The memorandum, compiled by Republican staffers on the House Permanent Select Committee on Intelligence, is believed to list missteps by the FBI and Justice Department concerning surveillance of a member of the Trump campaign.
The New York Times is reporting that the memo claims Deputy Attorney General Rod Rosenstein approved an application to extend federal surveillance of former Trump campaign associate Carter Page shortly after Rosenstein took office. The newspaper cites "three people familiar" with the memo.
The problem with the approval of the application, the memo alleges, is that FBI and DOJ officials did not explain to a Foreign Intelligence Surveillance Court judge that they were seeking to expand a warrant to surveil Page based on information collected in a dossier compiled by investigator Christopher Steele.
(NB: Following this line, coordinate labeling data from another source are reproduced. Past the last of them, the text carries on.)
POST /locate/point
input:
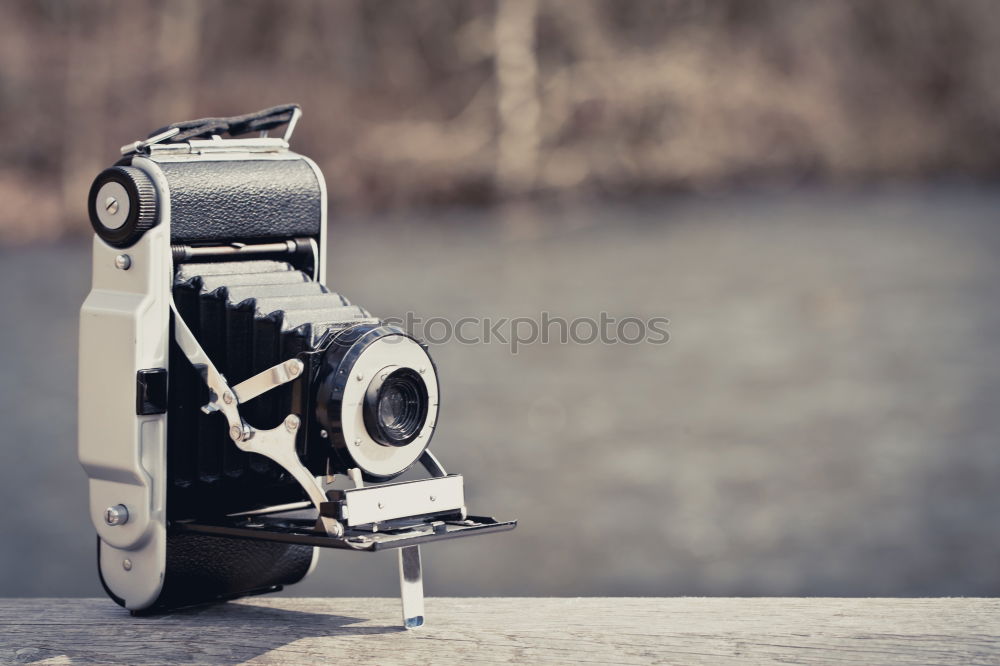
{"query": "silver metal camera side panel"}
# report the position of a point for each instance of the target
(124, 328)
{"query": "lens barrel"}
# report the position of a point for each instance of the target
(396, 407)
(376, 398)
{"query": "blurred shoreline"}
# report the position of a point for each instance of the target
(416, 103)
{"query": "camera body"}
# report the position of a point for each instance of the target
(223, 387)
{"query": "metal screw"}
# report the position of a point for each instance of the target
(116, 515)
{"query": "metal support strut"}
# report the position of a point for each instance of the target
(411, 586)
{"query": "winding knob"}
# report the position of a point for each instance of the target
(122, 205)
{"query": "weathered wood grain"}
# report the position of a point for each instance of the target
(522, 630)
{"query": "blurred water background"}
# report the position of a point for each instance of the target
(805, 189)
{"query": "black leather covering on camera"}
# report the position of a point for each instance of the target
(242, 200)
(203, 569)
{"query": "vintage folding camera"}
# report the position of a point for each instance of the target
(223, 387)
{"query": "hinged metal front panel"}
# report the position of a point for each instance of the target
(374, 504)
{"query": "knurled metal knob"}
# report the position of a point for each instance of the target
(122, 205)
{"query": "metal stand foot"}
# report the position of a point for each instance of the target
(411, 586)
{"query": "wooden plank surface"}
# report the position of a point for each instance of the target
(511, 630)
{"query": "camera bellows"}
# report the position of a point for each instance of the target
(248, 316)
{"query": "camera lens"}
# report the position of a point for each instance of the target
(396, 407)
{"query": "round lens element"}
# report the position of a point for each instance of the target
(396, 407)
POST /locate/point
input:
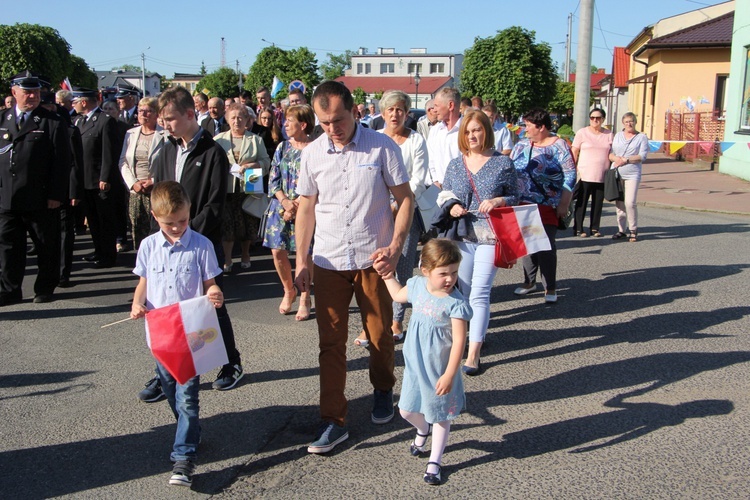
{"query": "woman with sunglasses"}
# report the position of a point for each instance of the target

That dossier was financed in part by the Democratic National Committee and former Secretary of State Hillary Clinton’s presidential campaign.
While the public has not seen the memo, House members have been allowed to read it. Democrats in the House have prepared a rebuttal memo but Democratic leadership has not released that to the public, either.
A vote on whether to release the memo could take place by the House Intelligence Committee, led by Rep. Devin Nunes (R-Calif.), at 5 p.m. ET., Monday. The release of the memo would come based on a seldom-used House rule that allows a vote to consider declassification of sensitive material.
If the measure passes the House committee vote, President Donald Trump would have five days to block the release of the document. If after five days there is no White House action, the information would be released publicly.
According to DOJ officials, they have not seen the memo. Last week they warned Nunes it would be "reckless" to release the document.